Agent-Based Hyperparameter Optimization for Gradient Boosted Trees

Huijo Kim

Machine Learning & Deep Learning & Statistics
Python Skill Intermediate
Domain Expertise Intermediate

Why This Problem Matters in Practice

In every day work as data scientist & ML engineer, hyperparameter tuning often consumes a disproportionate amount of experimentation time, yet many tuning failures stem from recurring structural issues rather than random chance. These issues are typically identifiable by experienced practitioners but remain inaccessible to automated optimization systems due to their reliance on scalar objective functions alone.

What Is New or Different

This work reframes hyperparameter optimization as an iterative reasoning process rather than a pure search problem. The key insight is that intermediate explanation artifacts—specifically SHAP value distributions—can be treated as first-class signals that guide subsequent optimization decisions. Encoding this reasoning explicitly via agents enables systematic reuse of expert heuristics that are otherwise applied informally.

System Architecture and Workflow

The proposed system decomposes the optimization process into agent roles with clearly defined responsibilities, such as diagnostic reasoning, parameter constraint validation, and experiment coordination. These agents interact through a controlled workflow that preserves reproducibility and auditability while leveraging Retrieval-Augmented Generation to reason over model documentation and prior experiment context.

Scope and Limitations

The case study focuses on gradient boosted tree models, with XGBoost used as the primary example. While the approach generalizes conceptually, it is most effective in settings where model interpretability and parameter interactions dominate performance outcomes. The talk explicitly discusses scenarios where agent-based optimization adds limited value or introduces unnecessary complexity.

Audience Takeaways

Attendees will gain:

  • Practical heuristics for translating explanation outputs into tuning actions
  • Design patterns for building agent-based optimization workflows
  • Guidance on integrating agent reasoning into existing experimentation and MLOps setups
  • A realistic understanding of the trade-offs and failure modes of agent-driven systems

Format and Reproducibility

The presentation is a technical case study supported by architecture diagrams and experiment traces. All code, configurations, and artifacts will be made available as open source to ensure reproducibility and facilitate adaptation.

Huijo Kim

I am a machine learning practitioner and former founder working across predictive modeling, computer vision, MLOps, and autonomous systems. After studying mechanical engineering, I worked in the electric vehicle development sector at Hyundai Motor Group, contributing to large-scale, safety-critical automotive systems.

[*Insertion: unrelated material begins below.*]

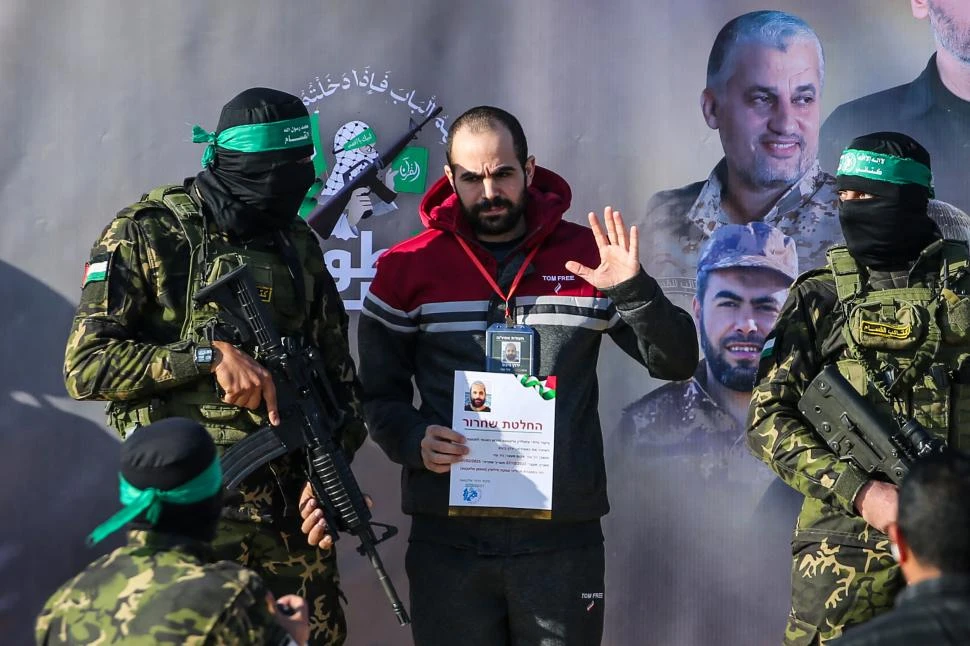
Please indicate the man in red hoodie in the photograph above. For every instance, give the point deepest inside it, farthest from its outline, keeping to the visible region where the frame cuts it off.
(497, 249)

I later founded and scaled an agtech startup from zero to a six-figure ARR business. This experience shaped my focus on building technology that delivers measurable, real-world value rather than chasing technical hype. After exiting, I transitioned into the e-commerce domain, applying machine learning to large-scale experimentation and operational optimization.

My background includes graduate research in robotics, published work in applied machine learning, and hands-on experience deploying end-to-end ML systems. I am particularly interested in explainability-driven optimization, agent-based workflows, and cross-disciplinary system design. I believe polymath practitioners—those who can bridge domains—will be especially valuable in the era of AI.